For clarity, roads are necessary but must be treated like investments. Roads are the central nervous system of an economy if they are carefully planned. The main reason why people move from one place to another is to perform economic activities directly or indirectly. Roads are time decay networks because time is money. Are Nigerian roads tied to the idea of creating the shortest path to meeting economic needs that are urgent? How is urgency determined? Which should come first, the roads or economic activities?
A road linking existing economic activities that are already generating income is a worthy investment. The road is time decay network that catalyses growth that is already visible and measurable. Spending 100B to build roads that could generate 100B returns within the road lifetime without requiring additional repairs is what Nigeria needs.
Conversely, building roads on speculative assumptions that they will "open up" growth opportunities in places where very little economic activities are happening is a gamble. The data to justify that speculation is always missing. People put roads to their hometowns, businesses, residential areas, and state capitals to beautify them. The ROI is almost zero in quantifiable terms. This has been the bane of Nigerian roads construction. It is a wasteful venture that needs constant maintenance to justify another wasteful capital allocation. A vicious cycle.

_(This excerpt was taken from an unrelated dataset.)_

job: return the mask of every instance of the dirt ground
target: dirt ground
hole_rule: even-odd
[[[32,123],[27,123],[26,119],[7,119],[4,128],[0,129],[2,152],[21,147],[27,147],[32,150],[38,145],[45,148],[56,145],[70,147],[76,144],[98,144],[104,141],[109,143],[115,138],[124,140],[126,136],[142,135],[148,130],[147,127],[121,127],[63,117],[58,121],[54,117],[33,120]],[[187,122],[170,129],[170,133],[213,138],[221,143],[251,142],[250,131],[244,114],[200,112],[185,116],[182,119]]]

If Nigerian roads are truly useful, where is the data to prove that? Why are places with beautiful roads not economic growth points? Where is the revenue, jobs, associated infrastructure, and growth data that are exclusively attributable to our aggregate spending on roads across the country?
Until road construction is data driven. Until they have clear and measurable ROI before maintenance. Until roads are accurately built without inflating the actual construction costs, they will continue to be useless investments. Roads are the most dangerous money pits that politicians have identified in Nigeria while cars are increasingly becoming unaffordable. This is the Nigerian development paradox.